Nitrogen has two stable isotopes: 14N, with a natural abundance of 99.632%, and 15N, with a natural abundance of 0.368%. Other isotopes of nitrogen are unstable, decaying in a few minutes or fractions of a second. 14N has an atomic mass of 14.0030740052 u, and 15N has an atomic mass of 15.0001088984 u.
Nitrogen has three unpaired electrons in its outermost shell and therefore can form three single covalent bonds with three other atoms, sharing one electron with each, as in NH3, ammonia; a single covalent bond with one atom and one double covalent bond with another, as in azo dyes, -N=N-; and, one triple covalent bond, as in N2. No other element has more oxidation states than nitrogen, which can have oxidation states of -3, -2, -1, 0, +1, +2, +3, +4, and +5.
Covalently bonded with itself in a triple bond (sharing six electrons in total), the diatomic gaseous nitrogen molecule, (N2), makes up about 78% by volume (75% by mass) of dry air. At the Earth's surface normal temperature and pressure N2 exists as a gas with no taste, color or odor. The nitrogen molecule is chemically rather inert, it does not burn, does not support combustion and is only slightly soluble in water. At high temperature it combines with oxygen to form NOx, a generic designation for the mono-nitrogen oxides NO and NO2 (nitric oxide and nitrogen dioxide) which are formed during many combustion processes.
Liquid nitrogen, which boils at -195.8 C, is used as a cryogenic liquid to preserve organic material such as bacterial strains or sperm samples.

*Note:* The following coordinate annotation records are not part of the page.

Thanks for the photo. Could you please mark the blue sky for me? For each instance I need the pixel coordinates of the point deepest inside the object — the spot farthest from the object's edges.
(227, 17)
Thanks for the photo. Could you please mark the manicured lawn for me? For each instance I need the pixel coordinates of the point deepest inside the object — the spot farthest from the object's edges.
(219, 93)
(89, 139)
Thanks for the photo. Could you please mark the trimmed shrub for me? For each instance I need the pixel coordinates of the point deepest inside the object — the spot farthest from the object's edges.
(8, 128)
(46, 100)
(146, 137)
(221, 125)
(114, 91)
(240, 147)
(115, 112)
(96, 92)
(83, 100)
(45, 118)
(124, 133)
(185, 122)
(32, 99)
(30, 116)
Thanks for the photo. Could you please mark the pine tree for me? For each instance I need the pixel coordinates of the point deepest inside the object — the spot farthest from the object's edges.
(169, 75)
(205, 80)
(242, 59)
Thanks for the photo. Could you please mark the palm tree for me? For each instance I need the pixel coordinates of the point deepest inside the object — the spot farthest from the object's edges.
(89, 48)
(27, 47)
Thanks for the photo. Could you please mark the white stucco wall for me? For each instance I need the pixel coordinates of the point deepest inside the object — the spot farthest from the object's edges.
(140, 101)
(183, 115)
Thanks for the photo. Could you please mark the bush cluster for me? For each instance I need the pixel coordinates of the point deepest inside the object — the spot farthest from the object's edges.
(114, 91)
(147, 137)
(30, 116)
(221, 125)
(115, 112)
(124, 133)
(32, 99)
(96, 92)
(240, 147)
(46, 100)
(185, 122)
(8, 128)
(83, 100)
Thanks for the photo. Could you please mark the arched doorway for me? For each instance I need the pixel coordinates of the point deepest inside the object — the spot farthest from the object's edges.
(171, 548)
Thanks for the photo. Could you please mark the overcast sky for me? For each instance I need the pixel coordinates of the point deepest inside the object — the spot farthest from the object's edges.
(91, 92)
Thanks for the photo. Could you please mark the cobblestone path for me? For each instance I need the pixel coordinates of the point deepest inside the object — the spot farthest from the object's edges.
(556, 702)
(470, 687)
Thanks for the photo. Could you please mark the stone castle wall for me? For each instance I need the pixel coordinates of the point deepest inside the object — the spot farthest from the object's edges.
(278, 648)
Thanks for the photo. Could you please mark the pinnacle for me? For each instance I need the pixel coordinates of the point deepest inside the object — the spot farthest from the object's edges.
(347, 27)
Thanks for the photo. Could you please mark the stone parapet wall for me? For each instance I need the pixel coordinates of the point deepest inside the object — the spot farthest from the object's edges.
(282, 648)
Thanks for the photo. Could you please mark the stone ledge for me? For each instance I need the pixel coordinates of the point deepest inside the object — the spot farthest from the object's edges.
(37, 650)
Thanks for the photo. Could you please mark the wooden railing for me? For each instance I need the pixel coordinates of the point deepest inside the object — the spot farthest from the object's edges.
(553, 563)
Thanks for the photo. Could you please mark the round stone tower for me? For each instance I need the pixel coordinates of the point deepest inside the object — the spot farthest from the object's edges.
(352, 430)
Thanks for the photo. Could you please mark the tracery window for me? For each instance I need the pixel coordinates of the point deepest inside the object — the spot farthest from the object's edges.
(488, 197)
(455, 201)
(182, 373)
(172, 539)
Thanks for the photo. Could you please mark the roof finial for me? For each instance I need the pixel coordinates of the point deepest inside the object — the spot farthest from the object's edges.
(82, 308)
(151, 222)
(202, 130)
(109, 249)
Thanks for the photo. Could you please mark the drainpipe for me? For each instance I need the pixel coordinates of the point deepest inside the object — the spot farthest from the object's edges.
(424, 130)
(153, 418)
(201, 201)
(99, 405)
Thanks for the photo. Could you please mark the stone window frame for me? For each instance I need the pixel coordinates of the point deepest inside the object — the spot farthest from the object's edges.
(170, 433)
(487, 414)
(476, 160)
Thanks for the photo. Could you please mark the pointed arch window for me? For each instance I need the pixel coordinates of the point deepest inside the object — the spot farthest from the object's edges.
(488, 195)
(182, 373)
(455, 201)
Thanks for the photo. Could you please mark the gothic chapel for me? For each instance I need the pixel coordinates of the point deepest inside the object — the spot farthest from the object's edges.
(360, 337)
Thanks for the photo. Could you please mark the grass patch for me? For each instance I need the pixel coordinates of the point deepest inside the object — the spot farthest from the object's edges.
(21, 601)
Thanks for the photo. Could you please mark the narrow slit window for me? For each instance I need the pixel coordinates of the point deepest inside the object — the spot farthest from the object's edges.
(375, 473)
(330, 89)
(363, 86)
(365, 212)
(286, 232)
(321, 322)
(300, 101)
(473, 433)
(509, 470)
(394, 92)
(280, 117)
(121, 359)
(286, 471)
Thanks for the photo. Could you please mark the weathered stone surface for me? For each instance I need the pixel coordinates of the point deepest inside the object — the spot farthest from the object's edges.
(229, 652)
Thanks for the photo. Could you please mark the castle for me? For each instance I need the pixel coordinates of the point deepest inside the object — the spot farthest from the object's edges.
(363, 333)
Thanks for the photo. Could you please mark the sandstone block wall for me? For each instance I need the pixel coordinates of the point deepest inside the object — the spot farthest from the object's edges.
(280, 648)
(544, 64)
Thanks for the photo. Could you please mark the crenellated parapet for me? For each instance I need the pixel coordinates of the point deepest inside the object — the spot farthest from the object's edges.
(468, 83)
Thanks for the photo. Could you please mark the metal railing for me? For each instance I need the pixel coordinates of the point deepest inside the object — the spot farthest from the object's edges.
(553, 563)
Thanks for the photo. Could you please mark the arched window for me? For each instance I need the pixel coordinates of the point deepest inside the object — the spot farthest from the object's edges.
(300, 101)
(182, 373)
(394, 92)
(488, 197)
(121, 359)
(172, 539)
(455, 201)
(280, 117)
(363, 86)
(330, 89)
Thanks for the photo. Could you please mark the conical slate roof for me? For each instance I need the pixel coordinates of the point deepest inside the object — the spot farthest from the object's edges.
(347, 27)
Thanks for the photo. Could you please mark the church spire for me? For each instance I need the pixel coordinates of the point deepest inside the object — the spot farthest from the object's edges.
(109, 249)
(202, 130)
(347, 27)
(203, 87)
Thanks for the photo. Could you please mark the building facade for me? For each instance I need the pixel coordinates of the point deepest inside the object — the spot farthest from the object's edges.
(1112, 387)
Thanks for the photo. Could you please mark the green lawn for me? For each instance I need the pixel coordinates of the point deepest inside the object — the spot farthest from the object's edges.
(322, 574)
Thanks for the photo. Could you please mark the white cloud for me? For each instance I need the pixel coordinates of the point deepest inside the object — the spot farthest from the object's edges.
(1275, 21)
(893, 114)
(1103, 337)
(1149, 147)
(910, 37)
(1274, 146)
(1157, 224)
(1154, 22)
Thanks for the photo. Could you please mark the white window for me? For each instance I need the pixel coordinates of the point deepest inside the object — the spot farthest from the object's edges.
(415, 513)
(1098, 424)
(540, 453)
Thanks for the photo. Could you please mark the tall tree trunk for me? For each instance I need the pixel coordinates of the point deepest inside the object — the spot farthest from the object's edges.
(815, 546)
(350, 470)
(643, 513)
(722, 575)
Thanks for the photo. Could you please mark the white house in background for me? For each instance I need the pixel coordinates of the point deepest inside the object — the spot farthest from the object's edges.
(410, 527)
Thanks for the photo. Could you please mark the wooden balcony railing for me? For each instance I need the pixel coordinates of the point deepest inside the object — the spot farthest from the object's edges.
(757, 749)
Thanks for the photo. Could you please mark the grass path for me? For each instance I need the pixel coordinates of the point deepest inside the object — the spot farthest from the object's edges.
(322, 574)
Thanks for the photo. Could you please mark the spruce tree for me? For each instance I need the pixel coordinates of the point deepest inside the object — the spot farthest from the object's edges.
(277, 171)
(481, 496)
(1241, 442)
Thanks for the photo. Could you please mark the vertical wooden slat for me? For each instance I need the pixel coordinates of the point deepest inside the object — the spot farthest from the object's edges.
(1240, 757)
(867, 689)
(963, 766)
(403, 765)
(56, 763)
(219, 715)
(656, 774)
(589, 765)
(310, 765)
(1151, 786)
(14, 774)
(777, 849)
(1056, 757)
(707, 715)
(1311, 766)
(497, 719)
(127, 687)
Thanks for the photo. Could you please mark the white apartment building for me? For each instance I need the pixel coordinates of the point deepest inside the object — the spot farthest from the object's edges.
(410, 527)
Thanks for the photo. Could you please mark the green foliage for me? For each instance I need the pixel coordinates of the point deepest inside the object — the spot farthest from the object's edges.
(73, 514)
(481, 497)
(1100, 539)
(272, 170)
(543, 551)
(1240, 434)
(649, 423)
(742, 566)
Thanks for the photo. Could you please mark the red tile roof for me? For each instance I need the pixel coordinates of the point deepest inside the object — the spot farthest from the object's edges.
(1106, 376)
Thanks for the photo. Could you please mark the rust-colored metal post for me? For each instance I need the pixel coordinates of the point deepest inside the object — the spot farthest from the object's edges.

It is also used, usually with liquid helium, to cool superconducting magnetic materials for a variety of instruments including mass spectrometers and nuclear magnetic resonance spectrometers.
Nitrogen is important for living organisms because it is an important element of amino acids, nucleic acids (DNA & RNA) and many other nitrogenous organic compounds. Synthetic fertilizers contain nitrogen obtained from air by the Haber-Bosch process, a so-called nitrogen fixation process.
Ammonia and ammonium salts
Ammonia production on an industrial-scale uses the Haber-Bosch process, in which nitrogen and hydrogen gasses react, in the presence of iron, heat and pressure, to produce ammonia. Ammonia can also be produced by reacting ammonium salts with excess alkali, as shown in the following equation:
NH4+ + OH- → NH3 + H2O
Ammonia has a very pungent odor. Because the molecule has a pyramidal structure, it is very polar and can form hydrogen bonds with water so that saturated aqueous ammonia is 15 M.